While professors like Boris and economists like Goldin say the solution to bridging the gender pay gap is to change work structures nationwide, men’s rights proponents such as second-year political science major Jason Garshfield said this mentality does not take into account the “male side.”

“If we give scholarships to women to enter STEM fields, we should give scholarships to men to enter the humanities. If we institute maternity leave, we should also institute paternity leave,” Garshfield said. “I also believe we should get rid of the Feminist Studies program, and replace it with a program that gives a fair hearing to the perspectives of both genders.”

But according to Petzold’s account of her early career in mechanical engineering and computer science, she found it particularly difficult to compete in an “aggressive” and predominantly-male environment in which “men demand more” in comparison to women.
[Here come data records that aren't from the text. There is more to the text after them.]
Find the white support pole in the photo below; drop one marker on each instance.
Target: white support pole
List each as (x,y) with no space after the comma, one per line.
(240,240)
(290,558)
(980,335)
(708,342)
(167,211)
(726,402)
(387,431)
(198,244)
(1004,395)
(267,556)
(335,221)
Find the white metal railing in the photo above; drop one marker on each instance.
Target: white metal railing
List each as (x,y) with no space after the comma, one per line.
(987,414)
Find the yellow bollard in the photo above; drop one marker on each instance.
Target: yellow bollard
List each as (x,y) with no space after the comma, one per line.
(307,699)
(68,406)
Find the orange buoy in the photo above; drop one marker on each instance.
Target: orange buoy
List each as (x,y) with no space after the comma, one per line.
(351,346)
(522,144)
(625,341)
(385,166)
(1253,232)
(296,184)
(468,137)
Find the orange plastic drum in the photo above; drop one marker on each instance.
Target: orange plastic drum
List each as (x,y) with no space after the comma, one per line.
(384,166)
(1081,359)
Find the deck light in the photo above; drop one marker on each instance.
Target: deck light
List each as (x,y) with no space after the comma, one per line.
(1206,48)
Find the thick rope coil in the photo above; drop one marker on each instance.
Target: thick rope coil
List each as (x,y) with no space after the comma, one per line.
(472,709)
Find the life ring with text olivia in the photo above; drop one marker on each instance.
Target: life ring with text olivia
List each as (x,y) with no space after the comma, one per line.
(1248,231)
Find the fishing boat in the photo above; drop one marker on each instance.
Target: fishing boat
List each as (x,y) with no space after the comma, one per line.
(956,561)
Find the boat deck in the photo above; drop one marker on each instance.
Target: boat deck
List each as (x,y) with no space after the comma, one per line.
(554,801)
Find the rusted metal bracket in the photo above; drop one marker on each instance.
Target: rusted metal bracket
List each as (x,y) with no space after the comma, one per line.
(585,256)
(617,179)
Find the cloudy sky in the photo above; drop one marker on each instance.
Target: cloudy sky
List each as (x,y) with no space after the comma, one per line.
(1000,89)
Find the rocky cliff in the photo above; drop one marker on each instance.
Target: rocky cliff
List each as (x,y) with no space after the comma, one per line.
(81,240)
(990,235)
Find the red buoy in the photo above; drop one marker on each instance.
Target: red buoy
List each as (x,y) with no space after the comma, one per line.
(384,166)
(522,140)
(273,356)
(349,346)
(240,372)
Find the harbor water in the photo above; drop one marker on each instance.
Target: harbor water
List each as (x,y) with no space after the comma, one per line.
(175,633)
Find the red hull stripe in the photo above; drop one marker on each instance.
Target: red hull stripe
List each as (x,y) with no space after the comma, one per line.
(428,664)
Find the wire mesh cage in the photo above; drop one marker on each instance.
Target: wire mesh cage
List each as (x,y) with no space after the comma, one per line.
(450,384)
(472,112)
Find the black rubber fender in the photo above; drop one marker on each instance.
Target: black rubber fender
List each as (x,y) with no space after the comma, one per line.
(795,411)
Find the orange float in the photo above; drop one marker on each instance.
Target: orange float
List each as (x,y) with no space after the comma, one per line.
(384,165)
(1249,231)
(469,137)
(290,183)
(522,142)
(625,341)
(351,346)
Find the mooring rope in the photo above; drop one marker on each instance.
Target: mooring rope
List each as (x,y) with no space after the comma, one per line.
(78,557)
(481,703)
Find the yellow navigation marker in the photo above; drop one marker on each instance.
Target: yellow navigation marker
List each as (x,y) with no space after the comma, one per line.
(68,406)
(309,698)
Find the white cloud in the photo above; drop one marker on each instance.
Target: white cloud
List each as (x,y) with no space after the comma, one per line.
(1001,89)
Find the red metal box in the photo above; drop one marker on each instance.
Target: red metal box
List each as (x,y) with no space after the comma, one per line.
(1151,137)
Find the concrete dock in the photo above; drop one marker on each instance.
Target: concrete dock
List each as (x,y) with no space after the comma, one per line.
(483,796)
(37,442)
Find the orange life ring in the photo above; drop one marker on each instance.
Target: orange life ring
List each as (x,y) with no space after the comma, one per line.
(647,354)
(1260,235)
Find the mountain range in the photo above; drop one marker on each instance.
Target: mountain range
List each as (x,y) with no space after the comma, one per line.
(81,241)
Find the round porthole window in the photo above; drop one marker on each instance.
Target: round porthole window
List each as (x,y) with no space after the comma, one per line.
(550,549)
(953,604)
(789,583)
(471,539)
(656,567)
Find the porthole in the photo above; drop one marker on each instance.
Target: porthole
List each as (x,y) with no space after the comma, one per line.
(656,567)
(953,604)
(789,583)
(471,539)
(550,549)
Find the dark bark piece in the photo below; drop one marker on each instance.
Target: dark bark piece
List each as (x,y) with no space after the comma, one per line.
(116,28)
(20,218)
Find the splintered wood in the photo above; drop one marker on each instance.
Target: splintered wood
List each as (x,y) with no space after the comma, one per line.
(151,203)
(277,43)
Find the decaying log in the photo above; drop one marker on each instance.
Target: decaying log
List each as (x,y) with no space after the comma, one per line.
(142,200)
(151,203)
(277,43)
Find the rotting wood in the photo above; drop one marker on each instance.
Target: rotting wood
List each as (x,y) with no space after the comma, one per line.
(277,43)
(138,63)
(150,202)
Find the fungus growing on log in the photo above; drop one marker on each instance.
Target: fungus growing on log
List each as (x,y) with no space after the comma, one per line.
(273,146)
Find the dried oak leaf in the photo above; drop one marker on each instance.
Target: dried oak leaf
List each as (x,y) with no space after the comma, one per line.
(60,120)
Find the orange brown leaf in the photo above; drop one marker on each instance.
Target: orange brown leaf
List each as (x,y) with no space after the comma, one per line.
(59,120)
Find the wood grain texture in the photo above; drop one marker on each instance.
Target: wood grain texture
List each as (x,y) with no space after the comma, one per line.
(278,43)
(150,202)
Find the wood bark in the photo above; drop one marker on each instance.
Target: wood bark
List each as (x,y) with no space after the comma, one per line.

“I can say that early in my career, it was hard,” Petzhold said. “I think women grow up are being taught not to be as aggressive, to be more polite and to be helpful. All those things are innately good traits, but are not dominant traits early in careers of science and engineering … which is why it’s important we encourage women to be in these positions.”

At UCSB, 33 percent of faculty are women, and of those, 86 percent are tenured, according to Yang. Among the staff, 57 percent of professional and support staff are women and 44 percent of managers and senior professionals are women.

“We are continuously striving to ensure that our Academic Personnel and Human Resources processes and practices are without any gender bias,” Yang said. “Gender equity in pay is absolutely a priority that we must practice every day.”

 

 

A version of this article appeared in the Thursday, May 2, 2014 edition of the Daily Nexus.